In his childhood, Kessler’s numesthesia was seen by parents and teachers as a sign of an imaginative and somewhat off-the-wall mind. He “saw the world sideways,” as his mother put it. But as he got older, Kessler came to realize that not everyone saw the digits 1 through 9, and the number 10, as people. Just as we assume everyone means the same thing by “red” as we do, or the same thing by “salty” — even though we cannot really know — it was a shock to Kessler when he learned that not everyone was able to observe the numbers.
And observe he does. While Kessler can see young, playful 3 tagging along behind outdoorsy 6, or trickster 5 playing a prank on bookish 7, he cannot alter them or interact with them. As Kessler tells the story of his numesthesia, and of this exclusive community of numbers, he makes it clear that he can only watch. It’s not his imagination, and it’s not his story.
“Numesthesia” the Capital Fringe Festival show is an 80-minute monologue accompanied by rich percussion performed live on stage behind Kessler, with occasional lighting color changes and silent video projections.
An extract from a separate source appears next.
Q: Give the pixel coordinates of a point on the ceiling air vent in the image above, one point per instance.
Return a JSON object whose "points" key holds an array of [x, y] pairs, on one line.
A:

This combination of forms brings to mind Spalding Gray’s famed monologue works. But in contrast to Gray’s sometimes frenetic outbursts, Kessler maintains a conversational tone throughout. He comes off like an amiable professor.
This works to his advantage, particularly when he turns his focus to the darker side of his number community. When he says early on in the show that he can hardly bear to contemplate the number 56 because of the factors from his family needed to create it, it gets a laugh. But later on, once he explains that, just as in our non-numesthete world, some of the numbers are not so kind, and can prey on their peers, the product of 8 x 7 takes on a sinister meaning.
“Numesthesia,” directed by Ryan S. Taylor and produced by Uncle Funsy Productions, is a fascinating, fast-moving look into one man’s way of seeing the world, that raises questions about differences in perception with humor and candor.
(One final note: At one point during the show, an audience member’s phone rang. Kessler politely asked for it to be turned off. The ringing continued, so he asked again, a bit less politely. Then later, at the climax of his monologue, a different phone rang, and he stopped the show with considerable calm until it was silenced. Afterward, I overheard him asking a friend, “Was I too mean?” No, sir, not at all.)
Running Time: 80 minutes.
Advisory: Recommended for ages 13 and up.